''Sana o heriflere bulaşmaman gerektiğini söylemiştim. Paralarını vermedin mi?''
''Verdim.'' Minho ufacık bir sesle konuştuğunda Chan'ın gözleri öfkeyle karardı.
''O halde ne sikime senin peşindelerdi hâlâ?'' Chan'ın sesindeki öfke açıkça belliydi.
''B-ben kirayı geciktirdiğim için evden atıldım. Daha sonra sokakta onlar çıktı karşıma.'' Minho titriyordu.
Changbin ileride sigara içerken Chan Minho'ya hesap soruyordu.

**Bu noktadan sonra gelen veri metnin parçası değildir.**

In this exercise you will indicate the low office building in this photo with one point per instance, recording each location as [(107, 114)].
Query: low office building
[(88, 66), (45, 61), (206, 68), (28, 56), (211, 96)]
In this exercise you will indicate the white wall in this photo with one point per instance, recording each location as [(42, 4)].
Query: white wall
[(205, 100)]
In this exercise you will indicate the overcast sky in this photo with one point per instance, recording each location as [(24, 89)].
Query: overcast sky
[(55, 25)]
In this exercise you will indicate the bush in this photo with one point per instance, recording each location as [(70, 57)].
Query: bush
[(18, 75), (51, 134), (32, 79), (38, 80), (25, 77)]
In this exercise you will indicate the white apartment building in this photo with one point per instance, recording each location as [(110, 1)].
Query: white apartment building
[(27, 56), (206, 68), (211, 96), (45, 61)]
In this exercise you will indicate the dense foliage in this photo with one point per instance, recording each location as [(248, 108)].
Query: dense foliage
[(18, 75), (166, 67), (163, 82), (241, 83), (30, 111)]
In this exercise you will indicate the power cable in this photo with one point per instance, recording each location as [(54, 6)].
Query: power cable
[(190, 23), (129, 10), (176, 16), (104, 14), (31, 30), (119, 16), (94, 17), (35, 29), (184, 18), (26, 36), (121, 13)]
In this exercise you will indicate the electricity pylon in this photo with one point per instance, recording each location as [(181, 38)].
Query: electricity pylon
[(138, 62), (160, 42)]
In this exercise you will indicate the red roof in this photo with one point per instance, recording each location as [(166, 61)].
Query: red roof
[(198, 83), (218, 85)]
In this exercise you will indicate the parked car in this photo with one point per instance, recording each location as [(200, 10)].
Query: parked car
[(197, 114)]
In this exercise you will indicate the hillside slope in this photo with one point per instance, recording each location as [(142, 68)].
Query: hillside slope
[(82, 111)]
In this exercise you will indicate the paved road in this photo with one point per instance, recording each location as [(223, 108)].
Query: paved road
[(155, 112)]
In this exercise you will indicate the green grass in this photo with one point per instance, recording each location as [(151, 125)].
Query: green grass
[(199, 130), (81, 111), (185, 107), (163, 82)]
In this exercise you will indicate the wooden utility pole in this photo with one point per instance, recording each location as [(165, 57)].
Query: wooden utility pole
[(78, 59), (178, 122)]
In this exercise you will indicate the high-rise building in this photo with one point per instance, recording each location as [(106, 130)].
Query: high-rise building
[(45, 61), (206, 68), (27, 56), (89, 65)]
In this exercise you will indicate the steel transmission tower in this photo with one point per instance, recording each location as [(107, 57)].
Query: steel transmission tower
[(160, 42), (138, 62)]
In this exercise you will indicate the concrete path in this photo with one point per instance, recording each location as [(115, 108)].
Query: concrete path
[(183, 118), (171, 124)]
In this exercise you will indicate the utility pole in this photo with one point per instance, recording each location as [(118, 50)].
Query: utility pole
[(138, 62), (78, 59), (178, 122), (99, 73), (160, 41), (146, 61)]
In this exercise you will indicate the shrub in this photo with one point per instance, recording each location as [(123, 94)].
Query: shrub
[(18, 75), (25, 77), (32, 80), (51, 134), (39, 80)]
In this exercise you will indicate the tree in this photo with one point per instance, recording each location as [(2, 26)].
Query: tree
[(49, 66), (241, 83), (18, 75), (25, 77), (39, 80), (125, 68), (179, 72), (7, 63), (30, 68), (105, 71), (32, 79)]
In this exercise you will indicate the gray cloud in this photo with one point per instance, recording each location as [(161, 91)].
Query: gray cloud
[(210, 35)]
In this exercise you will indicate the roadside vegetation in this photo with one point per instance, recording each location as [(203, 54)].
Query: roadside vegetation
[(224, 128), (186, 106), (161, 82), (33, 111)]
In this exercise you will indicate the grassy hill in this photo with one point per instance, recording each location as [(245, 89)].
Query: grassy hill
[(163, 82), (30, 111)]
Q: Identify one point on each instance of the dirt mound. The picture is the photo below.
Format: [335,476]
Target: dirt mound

"Yarın güzelce dinlen. Ertesi gün Jisung ile alışverişe çıkıp kendine yeni kıyafetler al. Sonra kuaföre git."
"Kuaföre mi?"
"Evet. Saçların çok bakımsız bu yüzden kestirip boyatacaksın. Jisung seni götürecek endişelenme."
"Jisung kim?'' Minho mırıldanarak sordu.
"Çok meraklısın Minho. Fazla soru soruyorsun."
Yağmur yeniden çiselemeye başladı.
"Changbin içtiysen şunu gel hadi. Eve gitmemiz gerek."
Changbin izmariti yere attıktan sonra yanlarına geldi. Minho ürkek bir şekilde arkada oturuyordu. Minho gerçekten güvende miydi yoksa daha büyük bir belanın içinde miydi?
Yol sessiz geçti. Chan hiçbir şey söylemedi. Changbin telefonuyla ilgilenip durdu. Minho da bir şeyler sormak için yeterince cesaretli hissetmiyordu.
Oldukça büyük bir evin önünde durdular. Bahçenin aydınlatması oldukça iyiydi ve gece olmasına rağmen düzenli olduğu görülebiliyordu. Changbin arabadan indi ve Minho ile Chan yalnız kaldılar. O an Minho dehşete düştü.
''Eşyalarımı almadık!''
''Onlara ihtiyacın yok.'' Chan sakin bir şekilde cevapladı.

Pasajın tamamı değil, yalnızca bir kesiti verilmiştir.